Bundesbank-Vizepräsident Jürgen Stark hat nach Informationen der Financial Times Deutschland beste Chancen, in das sechsköpfige Direktorium der Europäischen Zentralbank (EZB) aufzurücken. Stark, der als CDU-nah gilt, soll Nachfolger von Otmar Issing werden, dessen achtjährige Amtszeit im Mai 2006 endet. Im Gegenzug will die SPD-Führung als Teil eines parteipolitischen Handels ihre frühere Finanzexpertin Ingrid Matthäus-Maier zur Chefin der KfW Bankengruppe machen. In Kreisen der großen Koalition wurde bestätigt, dass beide Personalentscheidungen als Paket gesehen werden müssten.

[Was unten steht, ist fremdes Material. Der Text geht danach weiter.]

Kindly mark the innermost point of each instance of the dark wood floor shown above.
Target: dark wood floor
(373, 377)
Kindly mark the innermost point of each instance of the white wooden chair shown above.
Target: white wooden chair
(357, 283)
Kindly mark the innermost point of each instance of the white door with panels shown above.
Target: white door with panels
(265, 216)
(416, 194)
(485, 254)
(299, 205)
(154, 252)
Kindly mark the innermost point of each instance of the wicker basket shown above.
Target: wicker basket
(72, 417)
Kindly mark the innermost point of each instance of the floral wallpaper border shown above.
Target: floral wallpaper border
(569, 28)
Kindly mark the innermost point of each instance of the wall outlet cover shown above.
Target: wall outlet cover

Wenn das so käme, würde die beschäftigungspolitische Untätigkeit über die Geldpolitik weiter zementiert. Man muss das auf folgendem Hintergrund sehen:

Die Geldpolitik der Zentralbanken – früher Deutsche Bundesbank, jetzt Europäische Zentralbank – ist schon seit drei Jahrzehnten eines der großen Hindernisse für eine aktive Beschäftigungspolitik. Die Bundesbank hat schon in den 70 er Jahren, dann massiv in den neunziger Jahren (Erhöhung des Diskontsatzes von 2,9 auf 8,75% zum Beispiel) konjunkturelle Erholungen konterkariert. Die EZB macht heute den gleichen Fehler. Stark ist ein herausragender Vertreter dieser engstirnigen monetaristischen Linie. Ihn zum Mitglied des einflussreichen Direktoriums der EZB zu machen, wäre schon nicht einmal im Interesse der CDU-Kanzlerin. Auch sie braucht einen beschäftigungspolitischen Erfolg und deshalb ein Gegengewicht zur monetaristischen Linie ihm Direktorium der EZB.

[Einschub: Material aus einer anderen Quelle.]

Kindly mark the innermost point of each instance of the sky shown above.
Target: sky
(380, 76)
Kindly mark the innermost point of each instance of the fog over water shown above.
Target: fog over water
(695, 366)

Dass sich die SPD auf einen solchen Deal ein lässt, begreife ich nicht. Sie hat schon einmal einen ähnlichen Fehler gemacht: Ende April 2004 stand die Berufung eines neuen Bundesbankpräsidenten an. Die Bundesbank hat zwar direkt keine geldpolitische Funktion mehr, aber sie hat Einfluss auf die EZB und auf die öffentliche Debatte. Deshalb hatten der damalige Bundeskanzler Gerhard Schröder und der Wirtschaftsminister Wolfgang Clement in einem lichten Moment die Idee, Peter Bofinger, der als beschäftigungspolitisch aktiv gilt, zum Bundesbankpräsidenten zu machen. Peter Bofinger war schon zum Gespräch in der exklusiven Runde. Aber der damalige Bundesfinanzminister Hans Eichel verweigerte sich der Entscheidung für diesen neuen Akzent in der geldpolitischen Debatte unseres Landes. Der Bundeskanzler beugte sich dem Willen Eichels. Axel Weber wurde zum Bundesbankpräsidenten gemacht. Die Folgen spüren wir gerade in den letzten Tagen wieder. Er argumentiert auf der Linie der monetaristischen Theorien der EZB.

Würde die SPD den von der Financial Times Deutschland beschriebenen Deal mitmachen, wäre dieser unserem Land schadende Kurs mit einer weiteren Person in einer Spitzenfunktion der Geldpolitik festgezurrt.

“Die SPD hat sich für den KfW-Posten entschieden, die Union reklamiert die vakante EZB-Stelle für sich. Damit steht das Tor für Stark offen”, hieß es. Endgültig entschieden sei allerdings noch nichts, zumal noch weitere offene Stellen – etwa bei der Europäischen Investitionsbank – besetzt werden müssten.

Auch aus Notenbankkreisen verlautete, alles laufe auf Stark hinaus. Es sei auch sicher, dass dieser das Angebot annehmen würde. “Der will das”, sagte ein Insider. Es gilt jedoch als unwahrscheinlich, dass Stark bei der EZB auch Issings Posten des Chefvolkswirts übernimmt. Ambitionen auf die Position werden Notenbankvize Lucas Papademos und Direktoriumsmitglied Lorenzo Bini Smaghi nachgesagt.